Indian stock market multiplied 4 times compared to zero returns for China since 2010
In early 2010, the Shanghai composite index was around 3,000. Now it is below that level at around 2,865: No return during the last 14 years. In sharp contrast, Nifty was around 5,000 in early 2010 and is now above 21,500, multiplying more than four times during 14 years
image for illustrative purpose
Mumbai: The Chinese market’s underperformance has been stark for many years now, said V.K. Vijayakumar, Chief Investment Strategist at Geojit Financial Services. In early 2010, the Shanghai composite index was around 3,000. Now it is below that level at around 2,865: No return during the last 14 years. In sharp contrast, Nifty was around 5,000 in early 2010 and is now above 21,500, multiplying more than four times during 14 years, he said.

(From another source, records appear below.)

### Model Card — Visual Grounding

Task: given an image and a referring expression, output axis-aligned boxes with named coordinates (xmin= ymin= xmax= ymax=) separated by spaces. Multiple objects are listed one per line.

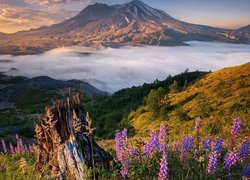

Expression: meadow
xmin=0 ymin=117 xmax=250 ymax=180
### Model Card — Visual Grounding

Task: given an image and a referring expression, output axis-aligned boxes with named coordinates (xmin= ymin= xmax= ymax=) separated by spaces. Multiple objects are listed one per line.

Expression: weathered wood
xmin=35 ymin=94 xmax=114 ymax=179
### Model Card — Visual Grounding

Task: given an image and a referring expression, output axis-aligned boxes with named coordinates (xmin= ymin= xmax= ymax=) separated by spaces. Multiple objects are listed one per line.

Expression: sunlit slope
xmin=129 ymin=63 xmax=250 ymax=140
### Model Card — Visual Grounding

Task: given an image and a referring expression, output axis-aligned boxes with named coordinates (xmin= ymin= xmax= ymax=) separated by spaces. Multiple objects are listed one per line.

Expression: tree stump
xmin=35 ymin=94 xmax=115 ymax=180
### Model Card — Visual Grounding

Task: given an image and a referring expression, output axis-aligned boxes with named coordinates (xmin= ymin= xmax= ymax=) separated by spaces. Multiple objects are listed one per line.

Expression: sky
xmin=0 ymin=0 xmax=250 ymax=33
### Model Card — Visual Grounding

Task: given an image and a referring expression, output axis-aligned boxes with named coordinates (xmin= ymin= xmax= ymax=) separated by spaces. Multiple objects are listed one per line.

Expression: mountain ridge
xmin=0 ymin=0 xmax=250 ymax=54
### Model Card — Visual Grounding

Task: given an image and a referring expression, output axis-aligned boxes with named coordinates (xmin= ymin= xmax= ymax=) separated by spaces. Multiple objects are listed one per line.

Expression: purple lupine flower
xmin=243 ymin=164 xmax=250 ymax=177
xmin=239 ymin=141 xmax=250 ymax=159
xmin=121 ymin=156 xmax=129 ymax=178
xmin=207 ymin=138 xmax=222 ymax=174
xmin=121 ymin=129 xmax=128 ymax=144
xmin=29 ymin=145 xmax=34 ymax=153
xmin=213 ymin=138 xmax=222 ymax=153
xmin=10 ymin=143 xmax=15 ymax=154
xmin=115 ymin=129 xmax=129 ymax=177
xmin=143 ymin=143 xmax=150 ymax=158
xmin=18 ymin=139 xmax=25 ymax=152
xmin=159 ymin=126 xmax=167 ymax=144
xmin=128 ymin=147 xmax=136 ymax=156
xmin=159 ymin=144 xmax=167 ymax=153
xmin=182 ymin=136 xmax=194 ymax=153
xmin=149 ymin=132 xmax=159 ymax=152
xmin=207 ymin=151 xmax=220 ymax=174
xmin=224 ymin=151 xmax=240 ymax=169
xmin=231 ymin=118 xmax=242 ymax=136
xmin=1 ymin=139 xmax=8 ymax=154
xmin=0 ymin=165 xmax=6 ymax=174
xmin=203 ymin=136 xmax=211 ymax=151
xmin=158 ymin=153 xmax=168 ymax=180
xmin=194 ymin=117 xmax=201 ymax=132
xmin=115 ymin=132 xmax=124 ymax=161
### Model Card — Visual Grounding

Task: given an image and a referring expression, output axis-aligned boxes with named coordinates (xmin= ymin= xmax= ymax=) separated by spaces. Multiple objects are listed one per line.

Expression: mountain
xmin=0 ymin=0 xmax=250 ymax=54
xmin=235 ymin=25 xmax=250 ymax=41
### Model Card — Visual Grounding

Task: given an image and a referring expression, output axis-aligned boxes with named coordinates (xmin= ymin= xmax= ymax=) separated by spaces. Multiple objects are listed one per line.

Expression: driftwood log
xmin=35 ymin=94 xmax=114 ymax=179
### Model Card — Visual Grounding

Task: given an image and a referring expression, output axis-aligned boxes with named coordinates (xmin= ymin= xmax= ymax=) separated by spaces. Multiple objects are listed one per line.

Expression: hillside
xmin=0 ymin=73 xmax=108 ymax=139
xmin=128 ymin=63 xmax=250 ymax=140
xmin=0 ymin=0 xmax=249 ymax=55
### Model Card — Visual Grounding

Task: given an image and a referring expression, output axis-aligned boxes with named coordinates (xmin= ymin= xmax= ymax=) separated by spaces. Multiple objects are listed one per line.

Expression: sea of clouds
xmin=0 ymin=41 xmax=250 ymax=92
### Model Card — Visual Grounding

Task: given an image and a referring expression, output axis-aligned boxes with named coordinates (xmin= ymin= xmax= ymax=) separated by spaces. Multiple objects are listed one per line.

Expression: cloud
xmin=0 ymin=3 xmax=78 ymax=33
xmin=0 ymin=42 xmax=250 ymax=92
xmin=25 ymin=0 xmax=92 ymax=8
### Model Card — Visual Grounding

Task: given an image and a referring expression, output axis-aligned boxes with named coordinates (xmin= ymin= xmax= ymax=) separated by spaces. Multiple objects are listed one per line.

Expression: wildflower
xmin=194 ymin=117 xmax=201 ymax=133
xmin=10 ymin=143 xmax=15 ymax=154
xmin=159 ymin=126 xmax=167 ymax=144
xmin=198 ymin=156 xmax=205 ymax=163
xmin=121 ymin=129 xmax=128 ymax=144
xmin=128 ymin=147 xmax=136 ymax=156
xmin=121 ymin=157 xmax=129 ymax=178
xmin=203 ymin=136 xmax=211 ymax=150
xmin=1 ymin=139 xmax=8 ymax=154
xmin=149 ymin=132 xmax=159 ymax=153
xmin=224 ymin=151 xmax=240 ymax=169
xmin=207 ymin=138 xmax=222 ymax=174
xmin=207 ymin=151 xmax=219 ymax=174
xmin=115 ymin=132 xmax=124 ymax=161
xmin=182 ymin=136 xmax=194 ymax=153
xmin=143 ymin=144 xmax=150 ymax=158
xmin=213 ymin=138 xmax=222 ymax=153
xmin=243 ymin=164 xmax=250 ymax=178
xmin=0 ymin=165 xmax=6 ymax=174
xmin=239 ymin=141 xmax=250 ymax=159
xmin=231 ymin=118 xmax=242 ymax=136
xmin=115 ymin=129 xmax=129 ymax=177
xmin=158 ymin=153 xmax=168 ymax=180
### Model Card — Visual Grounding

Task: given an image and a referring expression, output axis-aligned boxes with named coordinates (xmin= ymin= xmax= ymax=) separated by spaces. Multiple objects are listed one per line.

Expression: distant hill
xmin=0 ymin=0 xmax=250 ymax=55
xmin=128 ymin=63 xmax=250 ymax=140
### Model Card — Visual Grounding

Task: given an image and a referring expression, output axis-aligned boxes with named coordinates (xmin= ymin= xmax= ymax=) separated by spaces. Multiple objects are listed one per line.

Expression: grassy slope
xmin=129 ymin=63 xmax=250 ymax=140
xmin=83 ymin=71 xmax=207 ymax=139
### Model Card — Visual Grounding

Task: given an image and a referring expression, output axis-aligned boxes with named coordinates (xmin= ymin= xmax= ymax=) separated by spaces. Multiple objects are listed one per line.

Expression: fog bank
xmin=0 ymin=41 xmax=250 ymax=92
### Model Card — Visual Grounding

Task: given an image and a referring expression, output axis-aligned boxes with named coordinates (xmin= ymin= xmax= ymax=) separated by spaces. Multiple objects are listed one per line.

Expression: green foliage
xmin=0 ymin=153 xmax=40 ymax=180
xmin=175 ymin=106 xmax=190 ymax=122
xmin=83 ymin=71 xmax=207 ymax=139
xmin=145 ymin=87 xmax=166 ymax=112
xmin=169 ymin=80 xmax=179 ymax=93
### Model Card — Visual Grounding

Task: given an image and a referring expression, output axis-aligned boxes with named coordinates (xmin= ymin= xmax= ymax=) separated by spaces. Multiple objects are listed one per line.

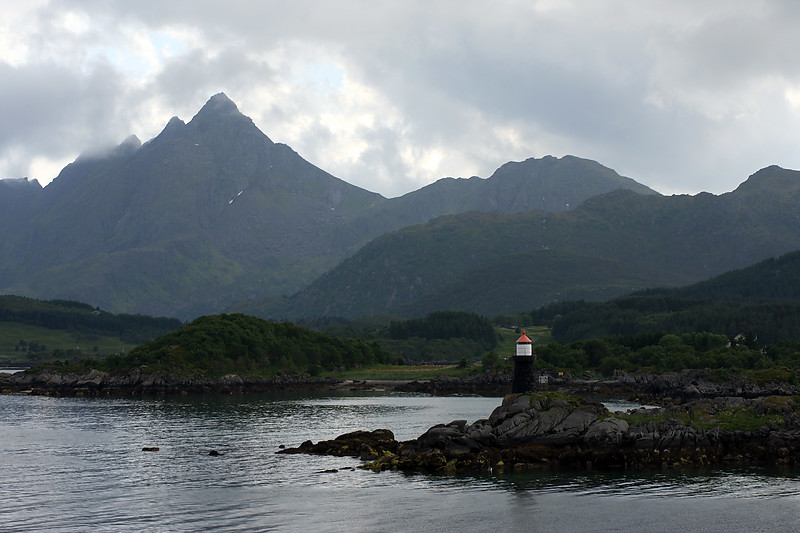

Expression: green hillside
xmin=54 ymin=314 xmax=389 ymax=378
xmin=531 ymin=247 xmax=800 ymax=345
xmin=0 ymin=295 xmax=181 ymax=363
xmin=272 ymin=167 xmax=800 ymax=318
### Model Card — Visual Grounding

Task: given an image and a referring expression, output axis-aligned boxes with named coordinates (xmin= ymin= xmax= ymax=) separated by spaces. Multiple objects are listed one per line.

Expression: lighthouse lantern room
xmin=517 ymin=331 xmax=533 ymax=357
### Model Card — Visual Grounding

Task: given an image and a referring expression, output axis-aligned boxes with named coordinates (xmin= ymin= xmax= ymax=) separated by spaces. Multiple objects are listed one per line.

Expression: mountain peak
xmin=734 ymin=165 xmax=800 ymax=192
xmin=196 ymin=93 xmax=241 ymax=117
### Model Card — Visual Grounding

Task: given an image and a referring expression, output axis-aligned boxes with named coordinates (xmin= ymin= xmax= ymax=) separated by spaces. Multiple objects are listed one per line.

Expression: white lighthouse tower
xmin=511 ymin=331 xmax=536 ymax=394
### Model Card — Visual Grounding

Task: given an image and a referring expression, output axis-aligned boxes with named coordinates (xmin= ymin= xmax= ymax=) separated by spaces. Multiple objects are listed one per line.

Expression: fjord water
xmin=0 ymin=393 xmax=800 ymax=533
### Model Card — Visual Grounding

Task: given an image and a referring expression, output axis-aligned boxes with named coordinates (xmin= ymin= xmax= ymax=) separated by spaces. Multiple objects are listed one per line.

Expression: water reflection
xmin=0 ymin=394 xmax=800 ymax=532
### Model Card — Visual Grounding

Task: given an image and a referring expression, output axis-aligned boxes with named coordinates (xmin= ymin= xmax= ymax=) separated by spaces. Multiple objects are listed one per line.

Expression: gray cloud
xmin=0 ymin=0 xmax=800 ymax=196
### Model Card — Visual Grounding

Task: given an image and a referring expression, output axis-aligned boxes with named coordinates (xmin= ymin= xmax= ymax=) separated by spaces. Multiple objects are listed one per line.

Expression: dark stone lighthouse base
xmin=511 ymin=355 xmax=534 ymax=394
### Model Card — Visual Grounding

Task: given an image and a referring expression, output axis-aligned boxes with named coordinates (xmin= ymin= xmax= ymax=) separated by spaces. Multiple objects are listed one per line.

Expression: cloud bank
xmin=0 ymin=0 xmax=800 ymax=196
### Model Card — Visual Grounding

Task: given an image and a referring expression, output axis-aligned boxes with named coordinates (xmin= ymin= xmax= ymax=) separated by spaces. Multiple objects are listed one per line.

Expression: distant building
xmin=511 ymin=331 xmax=536 ymax=394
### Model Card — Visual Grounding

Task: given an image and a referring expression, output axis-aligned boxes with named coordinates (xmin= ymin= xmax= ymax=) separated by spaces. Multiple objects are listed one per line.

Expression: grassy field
xmin=0 ymin=322 xmax=135 ymax=362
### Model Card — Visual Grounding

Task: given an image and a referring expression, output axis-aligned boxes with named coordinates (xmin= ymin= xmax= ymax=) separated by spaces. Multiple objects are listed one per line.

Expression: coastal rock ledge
xmin=277 ymin=393 xmax=800 ymax=473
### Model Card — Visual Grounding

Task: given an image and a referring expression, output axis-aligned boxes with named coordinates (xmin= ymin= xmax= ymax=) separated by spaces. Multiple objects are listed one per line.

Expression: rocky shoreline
xmin=0 ymin=369 xmax=356 ymax=397
xmin=278 ymin=393 xmax=800 ymax=474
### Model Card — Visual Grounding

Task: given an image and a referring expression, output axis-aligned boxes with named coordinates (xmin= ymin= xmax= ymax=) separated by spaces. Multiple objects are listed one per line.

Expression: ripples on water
xmin=0 ymin=395 xmax=800 ymax=532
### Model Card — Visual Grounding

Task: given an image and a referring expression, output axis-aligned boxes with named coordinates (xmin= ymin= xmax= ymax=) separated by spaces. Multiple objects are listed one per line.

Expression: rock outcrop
xmin=0 ymin=367 xmax=339 ymax=396
xmin=279 ymin=393 xmax=800 ymax=473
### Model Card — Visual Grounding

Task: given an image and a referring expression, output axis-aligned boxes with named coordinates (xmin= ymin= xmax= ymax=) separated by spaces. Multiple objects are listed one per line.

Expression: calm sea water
xmin=0 ymin=388 xmax=800 ymax=533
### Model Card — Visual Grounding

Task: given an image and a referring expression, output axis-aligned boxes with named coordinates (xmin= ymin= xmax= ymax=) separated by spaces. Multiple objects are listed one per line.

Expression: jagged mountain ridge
xmin=0 ymin=93 xmax=652 ymax=318
xmin=268 ymin=166 xmax=800 ymax=318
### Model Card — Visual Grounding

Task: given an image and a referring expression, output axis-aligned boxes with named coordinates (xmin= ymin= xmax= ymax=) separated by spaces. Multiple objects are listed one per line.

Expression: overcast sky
xmin=0 ymin=0 xmax=800 ymax=197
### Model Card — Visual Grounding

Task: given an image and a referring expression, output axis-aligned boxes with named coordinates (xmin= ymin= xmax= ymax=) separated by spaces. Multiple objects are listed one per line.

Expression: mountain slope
xmin=275 ymin=167 xmax=800 ymax=317
xmin=0 ymin=93 xmax=652 ymax=318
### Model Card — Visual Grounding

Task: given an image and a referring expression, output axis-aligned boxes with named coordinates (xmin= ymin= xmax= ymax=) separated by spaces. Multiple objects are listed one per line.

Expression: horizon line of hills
xmin=0 ymin=93 xmax=800 ymax=320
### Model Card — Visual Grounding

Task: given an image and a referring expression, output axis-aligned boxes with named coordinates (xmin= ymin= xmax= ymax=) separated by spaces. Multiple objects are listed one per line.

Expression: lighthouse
xmin=511 ymin=331 xmax=536 ymax=394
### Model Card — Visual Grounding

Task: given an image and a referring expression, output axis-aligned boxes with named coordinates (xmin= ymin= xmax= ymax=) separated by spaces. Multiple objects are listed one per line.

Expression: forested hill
xmin=90 ymin=314 xmax=390 ymax=377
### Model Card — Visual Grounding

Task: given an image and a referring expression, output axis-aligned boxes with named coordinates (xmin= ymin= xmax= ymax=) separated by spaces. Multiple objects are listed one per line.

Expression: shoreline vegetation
xmin=0 ymin=308 xmax=800 ymax=473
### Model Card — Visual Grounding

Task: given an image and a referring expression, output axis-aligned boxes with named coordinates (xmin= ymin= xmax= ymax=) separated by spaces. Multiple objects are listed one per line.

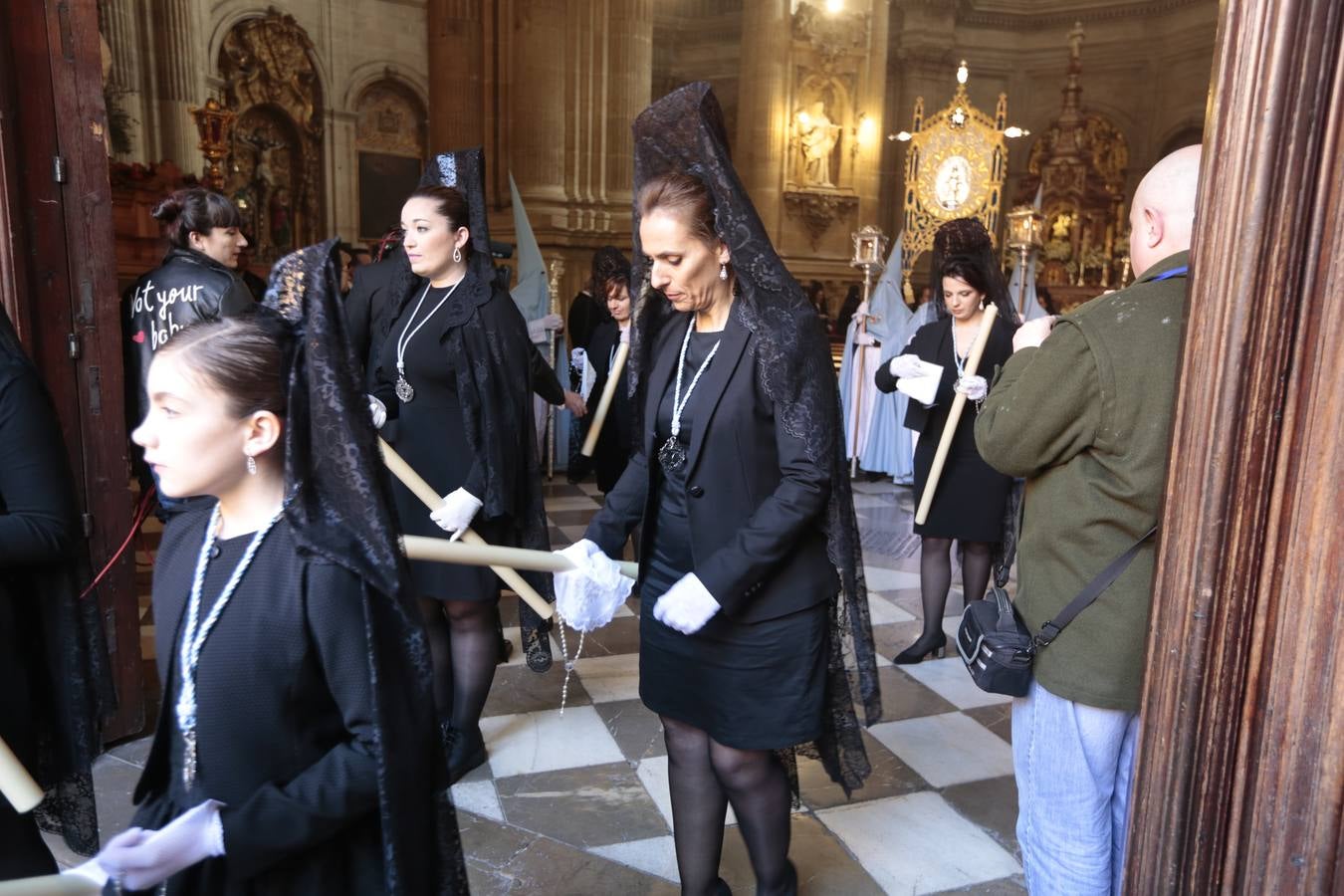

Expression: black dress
xmin=133 ymin=511 xmax=384 ymax=896
xmin=379 ymin=281 xmax=505 ymax=600
xmin=875 ymin=317 xmax=1012 ymax=543
xmin=588 ymin=321 xmax=634 ymax=493
xmin=640 ymin=334 xmax=828 ymax=750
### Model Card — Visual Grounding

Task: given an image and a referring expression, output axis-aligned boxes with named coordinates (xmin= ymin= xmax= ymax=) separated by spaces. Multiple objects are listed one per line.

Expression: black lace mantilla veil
xmin=929 ymin=218 xmax=1022 ymax=588
xmin=0 ymin=308 xmax=116 ymax=856
xmin=262 ymin=239 xmax=468 ymax=896
xmin=629 ymin=82 xmax=882 ymax=793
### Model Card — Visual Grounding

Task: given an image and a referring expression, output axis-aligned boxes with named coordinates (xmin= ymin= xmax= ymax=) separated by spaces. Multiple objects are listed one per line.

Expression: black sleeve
xmin=527 ymin=341 xmax=564 ymax=404
xmin=872 ymin=358 xmax=896 ymax=392
xmin=219 ymin=561 xmax=377 ymax=878
xmin=0 ymin=369 xmax=76 ymax=568
xmin=695 ymin=389 xmax=830 ymax=616
xmin=219 ymin=283 xmax=257 ymax=317
xmin=583 ymin=439 xmax=649 ymax=560
xmin=345 ymin=268 xmax=377 ymax=375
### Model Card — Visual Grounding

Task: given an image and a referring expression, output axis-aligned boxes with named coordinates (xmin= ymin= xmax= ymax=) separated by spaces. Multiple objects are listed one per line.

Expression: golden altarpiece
xmin=896 ymin=62 xmax=1021 ymax=301
xmin=1017 ymin=24 xmax=1129 ymax=311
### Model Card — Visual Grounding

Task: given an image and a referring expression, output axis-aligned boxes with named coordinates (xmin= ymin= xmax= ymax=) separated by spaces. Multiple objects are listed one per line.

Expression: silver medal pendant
xmin=659 ymin=435 xmax=686 ymax=470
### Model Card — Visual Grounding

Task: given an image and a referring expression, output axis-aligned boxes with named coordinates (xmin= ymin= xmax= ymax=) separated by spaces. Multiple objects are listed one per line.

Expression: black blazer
xmin=345 ymin=250 xmax=400 ymax=392
xmin=586 ymin=315 xmax=840 ymax=622
xmin=874 ymin=317 xmax=1013 ymax=437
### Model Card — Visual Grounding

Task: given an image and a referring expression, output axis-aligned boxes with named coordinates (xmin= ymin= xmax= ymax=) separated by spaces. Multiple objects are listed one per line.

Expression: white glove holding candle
xmin=97 ymin=799 xmax=224 ymax=889
xmin=653 ymin=572 xmax=721 ymax=634
xmin=556 ymin=539 xmax=634 ymax=631
xmin=368 ymin=395 xmax=387 ymax=430
xmin=429 ymin=489 xmax=483 ymax=542
xmin=953 ymin=376 xmax=990 ymax=401
xmin=887 ymin=354 xmax=923 ymax=380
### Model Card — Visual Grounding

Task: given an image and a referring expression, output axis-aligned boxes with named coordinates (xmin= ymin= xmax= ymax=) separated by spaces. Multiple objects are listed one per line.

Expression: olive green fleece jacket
xmin=976 ymin=253 xmax=1190 ymax=712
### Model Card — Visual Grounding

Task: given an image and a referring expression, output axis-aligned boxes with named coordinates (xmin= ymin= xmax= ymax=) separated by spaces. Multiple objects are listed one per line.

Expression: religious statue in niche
xmin=793 ymin=100 xmax=840 ymax=187
xmin=218 ymin=9 xmax=323 ymax=262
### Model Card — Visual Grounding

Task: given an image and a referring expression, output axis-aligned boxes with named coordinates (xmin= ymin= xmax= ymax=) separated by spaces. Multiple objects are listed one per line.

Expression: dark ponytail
xmin=149 ymin=187 xmax=243 ymax=249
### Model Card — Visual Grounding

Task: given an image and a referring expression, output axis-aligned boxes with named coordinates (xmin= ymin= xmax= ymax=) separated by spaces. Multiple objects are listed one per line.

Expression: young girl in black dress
xmin=99 ymin=245 xmax=465 ymax=896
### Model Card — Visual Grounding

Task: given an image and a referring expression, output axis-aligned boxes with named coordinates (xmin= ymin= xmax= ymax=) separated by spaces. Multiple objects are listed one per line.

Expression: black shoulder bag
xmin=957 ymin=526 xmax=1157 ymax=697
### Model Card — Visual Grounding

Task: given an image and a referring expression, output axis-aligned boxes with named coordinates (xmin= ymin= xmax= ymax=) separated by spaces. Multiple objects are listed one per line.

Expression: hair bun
xmin=149 ymin=193 xmax=183 ymax=224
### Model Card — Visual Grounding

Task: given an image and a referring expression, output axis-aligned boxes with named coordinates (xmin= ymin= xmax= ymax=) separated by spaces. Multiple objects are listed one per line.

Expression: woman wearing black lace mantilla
xmin=557 ymin=84 xmax=879 ymax=895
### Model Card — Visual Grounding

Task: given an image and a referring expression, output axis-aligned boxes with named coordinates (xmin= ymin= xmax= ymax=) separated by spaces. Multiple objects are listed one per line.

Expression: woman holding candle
xmin=371 ymin=149 xmax=552 ymax=781
xmin=588 ymin=246 xmax=634 ymax=493
xmin=557 ymin=84 xmax=879 ymax=896
xmin=99 ymin=241 xmax=466 ymax=896
xmin=875 ymin=218 xmax=1017 ymax=665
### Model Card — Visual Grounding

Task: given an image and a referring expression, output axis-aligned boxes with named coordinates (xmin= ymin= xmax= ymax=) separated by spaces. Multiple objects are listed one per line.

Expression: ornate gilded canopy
xmin=901 ymin=62 xmax=1008 ymax=294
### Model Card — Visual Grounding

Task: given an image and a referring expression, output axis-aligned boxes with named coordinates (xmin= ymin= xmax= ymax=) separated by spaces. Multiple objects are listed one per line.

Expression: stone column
xmin=153 ymin=0 xmax=202 ymax=173
xmin=104 ymin=0 xmax=150 ymax=161
xmin=733 ymin=0 xmax=791 ymax=241
xmin=426 ymin=0 xmax=493 ymax=150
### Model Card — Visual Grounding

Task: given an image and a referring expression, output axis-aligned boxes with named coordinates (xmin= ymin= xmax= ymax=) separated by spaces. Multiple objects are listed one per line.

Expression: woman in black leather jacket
xmin=121 ymin=187 xmax=256 ymax=512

This contrast in performance is reflected in the valuations too; while Nifty is trading at above 21 times the estimated FY24 earnings, Shanghai composite is trading at only 11.5 times, Vijayakumar added. The Chinese economy is going through difficult times with sharply slowing growth, rising unemployment and the real estate market in serious crisis. India will certainly attract more capital flows. The concern is the high valuation in India, he said.
All the emerging market indices saw negative performance in January with China being the worst performer at 10.6 per cent. As far as developed markets are concerned, Japan emerged as the best performer at 4.6 per cent, as per a report by Motilal Oswal Asset Management Company. Nifty 50 declined by -0.03 per cent in January 2024. However, the index has shown positive growth since the past year, the report said.